# Partial Order Relation and Equivalence Relation

• MHB
Yankel
Hello all,

If R is a partial order relation, is it true to say that

$R\cup R^{-1}$

$R^{2}$

$R\cap R^{-1}$

Are equivalence relations ?

Regarding the first one, I think that the answer is yes. If

$xRx$

then it remains after the union. Asymmetry means that $xRy$ without $yRx$ but when I apply the union both are in, so it becomes symmetric, and there is no reason why transitive won't work. Am I correct, or not even close ? What about the other two ?

Thank you

Gold Member
MHB
there is no reason why transitive won't work.
There is, actually.

Try to come up with proofs using precise statements and formulas rather than words. If a universal statement is false, this has to be shown by producing a counterexample.[/QUOTE]

Yankel
Yes, I found an example now, and I did solve the last one.

The only thing I am stuck with is R^2.

Can I say that if R is a partial order relation it's composite R^2=R ? I tried one example which worked.

Gold Member
MHB
Can I say that if R is a partial order relation it's composite R^2=R?
What do you mean by "composite"? It is true that $R$ is transitive iff $R^2\subseteq R$. But does the fact that $R$ is a partial order imply that $R^2$ is symmetric?

Yankel
By composite I Mean xRRy.

Gold Member
MHB
By composite I Mean xRRy.
It's important to say things correctly. First, $R\circ R$ is called composition (I have not seen the word "composite" used for this).
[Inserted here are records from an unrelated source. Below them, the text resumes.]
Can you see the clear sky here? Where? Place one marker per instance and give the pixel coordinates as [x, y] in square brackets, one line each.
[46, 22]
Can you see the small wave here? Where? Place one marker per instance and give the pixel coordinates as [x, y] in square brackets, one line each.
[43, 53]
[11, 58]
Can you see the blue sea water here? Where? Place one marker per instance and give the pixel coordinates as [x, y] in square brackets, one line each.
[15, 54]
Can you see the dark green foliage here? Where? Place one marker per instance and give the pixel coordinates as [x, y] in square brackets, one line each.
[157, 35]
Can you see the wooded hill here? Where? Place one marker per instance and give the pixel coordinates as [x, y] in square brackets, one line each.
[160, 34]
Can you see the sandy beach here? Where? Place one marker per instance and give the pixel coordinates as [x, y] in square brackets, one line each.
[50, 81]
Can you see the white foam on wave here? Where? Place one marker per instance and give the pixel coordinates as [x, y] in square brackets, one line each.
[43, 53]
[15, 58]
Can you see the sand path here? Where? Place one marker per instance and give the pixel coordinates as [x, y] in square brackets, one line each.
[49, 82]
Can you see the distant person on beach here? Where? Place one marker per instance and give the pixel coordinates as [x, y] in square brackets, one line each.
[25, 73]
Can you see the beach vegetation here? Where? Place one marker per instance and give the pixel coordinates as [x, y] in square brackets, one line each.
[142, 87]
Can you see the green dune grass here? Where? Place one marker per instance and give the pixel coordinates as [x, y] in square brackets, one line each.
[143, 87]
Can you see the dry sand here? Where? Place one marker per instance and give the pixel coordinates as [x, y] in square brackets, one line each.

Second, it is not clear what $x$ and $y$ are in $xRRy$. For given $x$ and $y$, $xR^2y$ is true or false, while $R^2$ is a relation, not something true or false.

Can I say that if R is a partial order relation it's composite R^2=R?
Yes. Since $R$ is transitive, $R^2\subseteq R$. For converse inclusion, if $(x, y)\in R$, then $(y, y)\in R$ due to reflexivity, so $(x, y)\in R^2$.